The American Bar Association Standing Committee on Ethics and Professional Responsibility recently issued guidance concerning the ethical duties held by firms and lawyers when a lawyer decides to leave the firm.
First and foremost, under Model Rule 1.4, lawyers have an ethical duty to inform their clients that they intend to change firms. Where the attorney had “significant contact” with the client, the lawyer and the firm should agree on a letter to be sent to the client which provides such notice and gives the client the option to go with the lawyer, stay with the firm or take their matter to a new lawyer. In the event that the lawyer and the firm cannot agree on the form of a letter, the firm cannot prevent the lawyer from sending his or her own letter to a client soliciting the client to move with them. As the ABA guidance states, “Clients are not property . . . Subject to conflicts of interest considerations, clients decide who will represent them going forward when a lawyer changes firm affiliation.”
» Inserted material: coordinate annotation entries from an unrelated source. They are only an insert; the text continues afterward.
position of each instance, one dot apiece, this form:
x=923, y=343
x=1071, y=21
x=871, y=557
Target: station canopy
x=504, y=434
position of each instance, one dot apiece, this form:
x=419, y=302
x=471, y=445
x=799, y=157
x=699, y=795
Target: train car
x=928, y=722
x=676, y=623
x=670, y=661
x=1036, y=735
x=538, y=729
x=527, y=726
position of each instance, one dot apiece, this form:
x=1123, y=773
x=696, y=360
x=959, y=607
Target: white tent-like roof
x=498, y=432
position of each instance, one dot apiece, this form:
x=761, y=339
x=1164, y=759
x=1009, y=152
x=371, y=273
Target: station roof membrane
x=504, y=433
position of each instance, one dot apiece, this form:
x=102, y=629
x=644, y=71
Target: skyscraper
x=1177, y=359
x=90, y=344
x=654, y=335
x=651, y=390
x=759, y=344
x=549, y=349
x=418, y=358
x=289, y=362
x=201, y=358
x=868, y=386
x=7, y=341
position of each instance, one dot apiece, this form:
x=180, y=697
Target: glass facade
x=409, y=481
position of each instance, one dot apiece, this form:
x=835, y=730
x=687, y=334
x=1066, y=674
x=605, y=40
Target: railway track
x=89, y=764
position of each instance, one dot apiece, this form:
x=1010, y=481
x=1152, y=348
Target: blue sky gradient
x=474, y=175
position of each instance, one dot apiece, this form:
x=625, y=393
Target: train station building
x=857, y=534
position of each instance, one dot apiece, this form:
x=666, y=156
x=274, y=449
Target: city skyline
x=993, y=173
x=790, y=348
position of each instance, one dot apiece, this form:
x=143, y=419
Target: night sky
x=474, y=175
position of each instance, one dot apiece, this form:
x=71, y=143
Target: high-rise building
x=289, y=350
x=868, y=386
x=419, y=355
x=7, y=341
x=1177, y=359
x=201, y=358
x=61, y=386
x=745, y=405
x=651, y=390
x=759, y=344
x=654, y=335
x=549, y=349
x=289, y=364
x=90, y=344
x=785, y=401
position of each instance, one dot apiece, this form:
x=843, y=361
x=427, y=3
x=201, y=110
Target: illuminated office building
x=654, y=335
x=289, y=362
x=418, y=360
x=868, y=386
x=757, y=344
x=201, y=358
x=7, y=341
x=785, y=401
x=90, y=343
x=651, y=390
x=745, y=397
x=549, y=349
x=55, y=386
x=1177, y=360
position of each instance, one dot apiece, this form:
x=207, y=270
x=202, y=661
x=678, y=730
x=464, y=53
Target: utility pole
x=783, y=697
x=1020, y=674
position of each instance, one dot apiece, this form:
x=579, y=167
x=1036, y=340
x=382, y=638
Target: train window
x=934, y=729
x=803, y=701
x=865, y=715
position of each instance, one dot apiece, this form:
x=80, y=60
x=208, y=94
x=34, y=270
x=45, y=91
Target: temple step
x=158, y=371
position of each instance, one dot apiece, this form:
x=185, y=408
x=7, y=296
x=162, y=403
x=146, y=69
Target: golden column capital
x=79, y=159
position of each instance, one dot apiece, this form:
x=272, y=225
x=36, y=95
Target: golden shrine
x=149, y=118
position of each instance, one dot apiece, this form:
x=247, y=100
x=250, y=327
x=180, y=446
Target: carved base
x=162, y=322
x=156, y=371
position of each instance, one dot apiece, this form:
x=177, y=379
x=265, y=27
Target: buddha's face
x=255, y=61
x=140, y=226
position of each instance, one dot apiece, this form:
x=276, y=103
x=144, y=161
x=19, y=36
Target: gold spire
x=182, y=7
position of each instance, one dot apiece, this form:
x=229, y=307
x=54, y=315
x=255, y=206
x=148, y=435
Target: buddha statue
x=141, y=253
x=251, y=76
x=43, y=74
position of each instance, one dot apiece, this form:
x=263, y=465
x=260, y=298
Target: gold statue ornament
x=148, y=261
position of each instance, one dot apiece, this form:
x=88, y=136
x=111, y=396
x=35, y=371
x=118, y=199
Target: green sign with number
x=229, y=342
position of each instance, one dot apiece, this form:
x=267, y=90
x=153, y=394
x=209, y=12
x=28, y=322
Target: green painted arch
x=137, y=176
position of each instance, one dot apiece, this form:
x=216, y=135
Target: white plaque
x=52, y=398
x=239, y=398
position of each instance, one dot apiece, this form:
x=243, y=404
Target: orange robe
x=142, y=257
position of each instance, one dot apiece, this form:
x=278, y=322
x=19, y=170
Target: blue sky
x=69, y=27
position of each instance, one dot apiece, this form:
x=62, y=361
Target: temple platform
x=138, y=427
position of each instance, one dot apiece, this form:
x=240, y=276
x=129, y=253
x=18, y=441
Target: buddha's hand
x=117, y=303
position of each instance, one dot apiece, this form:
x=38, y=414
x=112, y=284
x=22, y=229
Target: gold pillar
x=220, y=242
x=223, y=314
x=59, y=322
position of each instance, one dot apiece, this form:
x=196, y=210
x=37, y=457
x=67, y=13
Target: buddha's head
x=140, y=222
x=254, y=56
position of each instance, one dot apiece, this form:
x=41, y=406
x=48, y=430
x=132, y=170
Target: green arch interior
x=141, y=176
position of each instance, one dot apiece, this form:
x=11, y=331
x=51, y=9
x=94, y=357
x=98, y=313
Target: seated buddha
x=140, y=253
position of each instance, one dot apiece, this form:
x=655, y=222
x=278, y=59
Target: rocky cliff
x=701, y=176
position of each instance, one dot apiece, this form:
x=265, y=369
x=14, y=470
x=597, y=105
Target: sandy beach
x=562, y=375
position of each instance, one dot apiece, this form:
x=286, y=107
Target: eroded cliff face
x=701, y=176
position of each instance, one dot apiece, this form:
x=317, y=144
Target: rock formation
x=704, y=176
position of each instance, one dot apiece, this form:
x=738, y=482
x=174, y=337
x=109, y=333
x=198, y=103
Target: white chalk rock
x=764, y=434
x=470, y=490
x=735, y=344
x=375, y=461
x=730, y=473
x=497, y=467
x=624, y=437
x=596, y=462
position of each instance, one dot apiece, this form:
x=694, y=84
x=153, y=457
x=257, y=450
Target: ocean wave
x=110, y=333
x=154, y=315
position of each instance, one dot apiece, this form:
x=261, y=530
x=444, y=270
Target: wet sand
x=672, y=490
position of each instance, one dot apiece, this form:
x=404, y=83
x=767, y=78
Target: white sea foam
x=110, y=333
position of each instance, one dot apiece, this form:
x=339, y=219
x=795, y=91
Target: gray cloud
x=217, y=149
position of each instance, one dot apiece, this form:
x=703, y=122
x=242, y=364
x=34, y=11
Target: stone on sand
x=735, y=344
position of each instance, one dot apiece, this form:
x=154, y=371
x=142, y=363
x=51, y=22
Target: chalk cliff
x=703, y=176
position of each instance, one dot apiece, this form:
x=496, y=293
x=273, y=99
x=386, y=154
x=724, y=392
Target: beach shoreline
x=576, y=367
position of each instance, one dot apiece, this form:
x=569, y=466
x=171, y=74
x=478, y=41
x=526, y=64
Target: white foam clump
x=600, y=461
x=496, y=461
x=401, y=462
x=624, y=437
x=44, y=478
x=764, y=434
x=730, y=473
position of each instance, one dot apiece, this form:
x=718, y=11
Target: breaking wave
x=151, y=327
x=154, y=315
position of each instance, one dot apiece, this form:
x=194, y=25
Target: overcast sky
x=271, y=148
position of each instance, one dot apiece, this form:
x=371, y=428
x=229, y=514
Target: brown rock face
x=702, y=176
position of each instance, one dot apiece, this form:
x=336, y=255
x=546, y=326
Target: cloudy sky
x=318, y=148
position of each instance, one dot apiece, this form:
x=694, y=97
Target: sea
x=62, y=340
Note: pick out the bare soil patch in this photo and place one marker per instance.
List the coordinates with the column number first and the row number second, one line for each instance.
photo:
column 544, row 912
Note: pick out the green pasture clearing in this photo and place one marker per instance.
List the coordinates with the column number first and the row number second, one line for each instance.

Firms may not impose unreasonable restrictions on departing lawyers, such as rigid notification requirements that have the effect of either restricting the client’s choice of counsel or serving as a financial disincentive to the lawyer to leave. Such restrictions may violate Model Rule 5.6(a), which effectively prohibits noncompete clauses. Restrictions that may be considered reasonable are those that serve to ensure an orderly transition by allowing for updating, organizing and transition of files or staffing changes.
In addition, firms may not deny the departing lawyer access to firm resources during the transition period. For example, the firm cannot force the lawyer to work at home, or restrict the lawyer’s access to email, support staff or first records. Such restrictions would prevent the lawyer from representing clients diligently and competently during the transition period.